Datum: 09.07.19 22:24

Traumflug schrieb:
Staatsbahn schrieb:
Warum stellt man denn nicht alle Fahrpersonale gleich direkt beim Land an?
Weil dann der Wettbewerb weg fällt. Ohne Wettbewerb haben die Menschen keinen Ehrgeiz. Ohne Ehrgeiz werden Menschen faul. Faule Menschen sind teuer und unzuverlässig.

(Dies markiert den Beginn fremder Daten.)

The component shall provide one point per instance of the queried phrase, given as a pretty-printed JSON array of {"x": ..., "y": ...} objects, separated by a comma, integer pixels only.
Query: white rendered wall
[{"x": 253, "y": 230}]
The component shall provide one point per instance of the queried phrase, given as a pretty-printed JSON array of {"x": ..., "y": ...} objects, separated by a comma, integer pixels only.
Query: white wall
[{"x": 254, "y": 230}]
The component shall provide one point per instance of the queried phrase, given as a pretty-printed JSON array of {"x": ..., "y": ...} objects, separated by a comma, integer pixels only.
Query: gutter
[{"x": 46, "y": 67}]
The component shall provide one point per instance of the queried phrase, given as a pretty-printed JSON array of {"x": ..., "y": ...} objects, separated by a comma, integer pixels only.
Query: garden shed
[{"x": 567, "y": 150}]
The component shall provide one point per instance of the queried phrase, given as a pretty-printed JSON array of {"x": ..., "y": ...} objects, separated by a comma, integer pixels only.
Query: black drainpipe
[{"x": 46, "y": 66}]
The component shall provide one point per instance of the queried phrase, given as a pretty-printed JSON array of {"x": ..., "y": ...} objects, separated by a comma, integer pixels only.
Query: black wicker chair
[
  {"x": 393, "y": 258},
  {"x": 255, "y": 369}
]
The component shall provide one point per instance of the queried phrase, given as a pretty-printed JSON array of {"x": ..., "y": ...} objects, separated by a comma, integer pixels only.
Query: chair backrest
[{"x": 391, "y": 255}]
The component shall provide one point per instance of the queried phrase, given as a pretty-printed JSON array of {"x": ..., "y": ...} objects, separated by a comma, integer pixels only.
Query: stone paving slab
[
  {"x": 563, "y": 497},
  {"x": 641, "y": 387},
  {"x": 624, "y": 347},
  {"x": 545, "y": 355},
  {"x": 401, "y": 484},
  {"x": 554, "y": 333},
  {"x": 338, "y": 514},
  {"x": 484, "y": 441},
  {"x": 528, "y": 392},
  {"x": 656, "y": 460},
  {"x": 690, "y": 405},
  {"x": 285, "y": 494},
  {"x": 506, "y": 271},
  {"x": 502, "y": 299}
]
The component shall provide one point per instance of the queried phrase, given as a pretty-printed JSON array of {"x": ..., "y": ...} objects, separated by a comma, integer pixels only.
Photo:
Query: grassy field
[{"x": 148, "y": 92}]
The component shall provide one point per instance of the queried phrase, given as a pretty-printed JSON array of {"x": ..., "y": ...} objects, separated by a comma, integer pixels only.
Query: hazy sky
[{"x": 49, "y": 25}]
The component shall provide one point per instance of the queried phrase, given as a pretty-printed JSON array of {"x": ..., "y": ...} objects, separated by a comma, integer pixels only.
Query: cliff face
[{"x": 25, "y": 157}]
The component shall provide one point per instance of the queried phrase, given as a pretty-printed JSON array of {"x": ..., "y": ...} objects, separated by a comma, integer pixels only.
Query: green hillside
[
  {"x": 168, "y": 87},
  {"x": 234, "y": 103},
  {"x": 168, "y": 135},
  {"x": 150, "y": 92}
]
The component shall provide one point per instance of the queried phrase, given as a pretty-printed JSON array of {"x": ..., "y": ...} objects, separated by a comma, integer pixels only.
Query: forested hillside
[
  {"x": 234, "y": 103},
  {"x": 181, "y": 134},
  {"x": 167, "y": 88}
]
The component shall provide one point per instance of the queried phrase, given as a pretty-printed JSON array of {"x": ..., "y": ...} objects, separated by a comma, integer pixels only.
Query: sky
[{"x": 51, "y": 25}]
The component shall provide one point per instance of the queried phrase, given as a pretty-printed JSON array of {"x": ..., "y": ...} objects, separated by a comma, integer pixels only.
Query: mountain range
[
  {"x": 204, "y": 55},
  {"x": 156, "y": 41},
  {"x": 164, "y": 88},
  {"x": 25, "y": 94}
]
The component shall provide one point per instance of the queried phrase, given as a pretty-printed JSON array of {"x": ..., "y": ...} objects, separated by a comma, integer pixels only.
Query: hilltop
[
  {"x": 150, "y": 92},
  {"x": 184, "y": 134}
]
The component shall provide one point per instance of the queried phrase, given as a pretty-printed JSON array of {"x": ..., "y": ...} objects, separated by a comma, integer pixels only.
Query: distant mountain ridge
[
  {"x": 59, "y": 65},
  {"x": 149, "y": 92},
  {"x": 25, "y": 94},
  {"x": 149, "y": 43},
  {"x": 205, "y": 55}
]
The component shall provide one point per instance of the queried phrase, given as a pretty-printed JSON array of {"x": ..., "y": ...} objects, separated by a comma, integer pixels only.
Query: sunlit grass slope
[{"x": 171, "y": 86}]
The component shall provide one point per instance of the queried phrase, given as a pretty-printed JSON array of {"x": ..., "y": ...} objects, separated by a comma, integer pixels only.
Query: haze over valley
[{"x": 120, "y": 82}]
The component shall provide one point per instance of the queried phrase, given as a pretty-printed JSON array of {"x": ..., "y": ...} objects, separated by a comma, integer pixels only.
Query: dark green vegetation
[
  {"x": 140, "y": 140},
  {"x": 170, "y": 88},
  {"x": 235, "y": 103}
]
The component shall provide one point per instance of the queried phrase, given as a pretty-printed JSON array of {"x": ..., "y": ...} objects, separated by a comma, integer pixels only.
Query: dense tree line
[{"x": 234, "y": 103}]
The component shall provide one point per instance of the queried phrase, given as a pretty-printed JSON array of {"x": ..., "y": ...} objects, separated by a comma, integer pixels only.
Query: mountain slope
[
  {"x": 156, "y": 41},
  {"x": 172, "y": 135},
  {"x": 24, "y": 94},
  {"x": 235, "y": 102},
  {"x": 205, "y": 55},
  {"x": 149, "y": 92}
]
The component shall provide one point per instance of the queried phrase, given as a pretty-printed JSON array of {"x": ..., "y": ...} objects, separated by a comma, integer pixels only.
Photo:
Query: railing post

Ein Preis-Wettbewerb ist natürlich nicht die einzige Möglichkeit, Ehrgeiz auszulösen. Aber eine, die in unserem aktuellen Gesellschafts-Selbstverständnis relativ gut funktioniert.
Wettbewerb bitte auch bei Polizei und Feuerwehr, Finanzamt und so weiter. Alles faule Menschen ohne Ehrgeiz.

Re: Richtig machen

geschrieben von: Tf a.D.

Datum: 09.07.19 22:49

Es gab einmal eine Zeit, da haben Arbeitgeber Beschäftigte als ihr hohes Gut angesehen. Es wurden extra Wohnsiedlungen errichtet, Erholungsheime gegründet, Pensionskassen eingeführt, Betriebskindergärten vorgehalten und vieles mehr. Selbst für deren Angehörige wurde gesorgt. Selbst gegenüber pensionierte Senioren verspürten die Unternehmen eine gewisse Fürsorgepflicht. Man war stolz auf Tradition. Und heute? Personal ist nur noch ein unliebsamer Kostenfaktor mit dem bei Ausschreibungen gepokert wird. Ich sehe es mit Freuden, wenn diese "Geiz ist Geil Methoden", andere sagen "Wettbewerb", langsam scheitern.

Oha... falscher Minister.

geschrieben von: Der Zeuge Desiros

Datum: 09.07.19 23:33

märchenerzähler schrieb:
Auch von Herrmann, der ja dies als erster Verbreitete...
...vor dem Hintergrund das damals Herrmann groß tönte...
Dazu hat Herrmann mehrmals lautstark gejubelt...

Hallo,

Herrmann war aber der bayerische Verkehrsminister. Falls der in Baden-Württemberg gemeint ist: der heißt seit immerhin 8 Jahren Hermann.

Viele Grüße

Heiko

http://www.desiro.net/Signatur-Wichtig2.jpg

Re: Was wollt ihr denn?

geschrieben von: dt8.de

Datum: 10.07.19 00:26

Bronnbach Bhf schrieb:
Ja und? Das ist ein Grundrecht in einem Rechtsstaat, eine solche Entscheidung durch ein Gericht auf ihre Rechtmäßigkeit überprüfen zu lassen. Und das Gericht hat die Entscheidung von Baden-Württenberg, die DB bei der Vergabe auszuschließen bestätigt. Das OLG hat mit seinem Urteil die Wirksamkeit von Bedingungen, Reglementierungen etc. in den Auschreibungsunterlagen bestätigt. Man kann also sehr wohl betriebliche Anforderungen (keine Kurzwenden, Personalpuffer XY%) in der Ausschreibung als harte wirksame Bedingung festschreiben. Genau darum ging es mir in meiner Kritik.
Nicht ganz richtig, Gerichte entscheiden nur Einzelfälle.
Hier hat das Gericht entschieden, dass die Kriterien in diesen Ausschreibungen so zulässig waren. Daraus kann man nicht schließen, dass jede Anforderung als Bedingung zulässig ist. Es gibt nämlich auch genug Bedingungen, aufgrund derer Ausschreibungen schon als unzulässig erklärt wurden.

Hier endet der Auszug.